EHRM 26 juni 2016, Özçelik t. Nederland

Het Europese Hof voor de Rechten van de Mens (EHRM) heeft op 26 juni 2016 geoordeeld dat in de zaak Özçelik t. Nederland sprake is van schending van artikel 5, vierde en vijfde lid, van het EVRM: het recht op een spoedige beslissing over de rechtmatigheid van vrijheidsbeneming en het recht op schadeloosstelling na een arrestatie of een detentie in strijd met dit artikel. De zaak van Özçelik betreft zijn klacht over de trage behandeling van zijn hoger beroep gericht tegen de verlenging van de ISD-maatregel die aan hem was opgelegd voor winkeldiefstal.

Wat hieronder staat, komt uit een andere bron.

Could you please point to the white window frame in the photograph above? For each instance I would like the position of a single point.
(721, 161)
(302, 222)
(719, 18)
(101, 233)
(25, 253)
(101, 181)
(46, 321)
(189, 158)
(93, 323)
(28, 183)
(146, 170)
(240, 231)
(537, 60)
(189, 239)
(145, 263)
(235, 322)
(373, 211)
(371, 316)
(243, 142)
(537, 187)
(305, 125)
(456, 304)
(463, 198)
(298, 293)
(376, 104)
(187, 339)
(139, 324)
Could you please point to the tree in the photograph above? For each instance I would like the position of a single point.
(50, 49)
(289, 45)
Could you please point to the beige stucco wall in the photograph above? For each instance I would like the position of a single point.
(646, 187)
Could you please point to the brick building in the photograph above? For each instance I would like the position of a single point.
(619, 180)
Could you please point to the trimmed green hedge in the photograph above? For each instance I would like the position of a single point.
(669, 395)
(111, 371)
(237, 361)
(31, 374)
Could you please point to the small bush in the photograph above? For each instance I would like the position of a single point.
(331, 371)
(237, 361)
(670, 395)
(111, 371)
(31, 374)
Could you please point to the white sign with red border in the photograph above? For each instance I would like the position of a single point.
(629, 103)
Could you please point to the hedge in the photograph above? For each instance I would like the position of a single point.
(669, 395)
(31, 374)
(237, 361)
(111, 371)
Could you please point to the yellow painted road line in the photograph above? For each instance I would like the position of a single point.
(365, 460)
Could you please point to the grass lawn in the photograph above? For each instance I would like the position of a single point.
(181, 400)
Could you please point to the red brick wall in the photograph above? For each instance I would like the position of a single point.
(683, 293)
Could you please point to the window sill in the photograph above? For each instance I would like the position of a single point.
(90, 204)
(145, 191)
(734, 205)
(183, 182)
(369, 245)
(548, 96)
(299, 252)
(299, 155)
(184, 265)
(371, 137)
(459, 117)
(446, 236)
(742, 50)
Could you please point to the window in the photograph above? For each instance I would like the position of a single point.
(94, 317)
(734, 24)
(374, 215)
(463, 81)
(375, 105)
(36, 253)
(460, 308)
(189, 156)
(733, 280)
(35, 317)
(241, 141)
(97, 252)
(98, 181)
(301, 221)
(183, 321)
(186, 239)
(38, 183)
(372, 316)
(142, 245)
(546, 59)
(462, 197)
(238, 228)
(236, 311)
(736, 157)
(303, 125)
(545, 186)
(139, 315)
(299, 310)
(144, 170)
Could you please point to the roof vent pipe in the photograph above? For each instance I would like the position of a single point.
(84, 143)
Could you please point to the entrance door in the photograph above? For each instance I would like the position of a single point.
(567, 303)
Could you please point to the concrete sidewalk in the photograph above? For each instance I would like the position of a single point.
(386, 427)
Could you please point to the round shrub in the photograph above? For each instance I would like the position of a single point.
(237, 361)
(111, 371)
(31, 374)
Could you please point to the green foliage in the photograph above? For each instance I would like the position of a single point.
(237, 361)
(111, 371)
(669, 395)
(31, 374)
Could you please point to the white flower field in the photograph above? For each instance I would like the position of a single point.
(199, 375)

Verzoeker, Isteyfo Özçelik, is een Nederlander geboren in 1959 en woonachtig in Ensched. In mei 2010 is Özçelik door de Rechtbank Almelo veroordeeld voor winkeldiefstal. De rechtbank heeft daarbij een maatregel Inrichting Stelselmatige Daders (ISD) opgelegd voor de duur van twee jaar. Özçelik zou een drugsverslaafde zijn die niet vrijwillig mee zou werken aan behandelplannen. De ISD-maatregel is door de rechtbank tussentijds beoordeeld en vervolgens verlengd in december 2010 en in juni 2011. De rechtbank was van oordeel dat er nog steeds een hoog risico was op recidive als Özçelik in vrijheid zou worden gesteld. Tegen de beslissing uit juni 2011 heeft Özçelik hoger beroep ingesteld. De inhoudelijke behandeling van zijn hoger beroep is uiteindelijk uitgesteld tot 10 mei 2012. Het Gerechtshof Arnhem-Leeuwarden besliste op 16 mei 2012 dat het hoger beroep van Özçelik niet spoedig was behandeld, zoals vereist door het EVRM. Het had meer dan tien maanden geduurd vanaf het moment dat hij zijn hoger beroep had ingediend voordat zijn zaak inhoudelijk werd behandeld. Özçelik werd echter geen schadeloosstelling toegekend. Volgens het gerechtshof was herstel dat verder ging dan de vaststelling dat er sprake was van een schending van het EVRM niet nodig. Özçelik werd dezelfde dag in vrijheid gesteld. Het gerechtshof accepteerde dat Özçelik niet langer verslaafd was en het risico op recidive was afgenomen.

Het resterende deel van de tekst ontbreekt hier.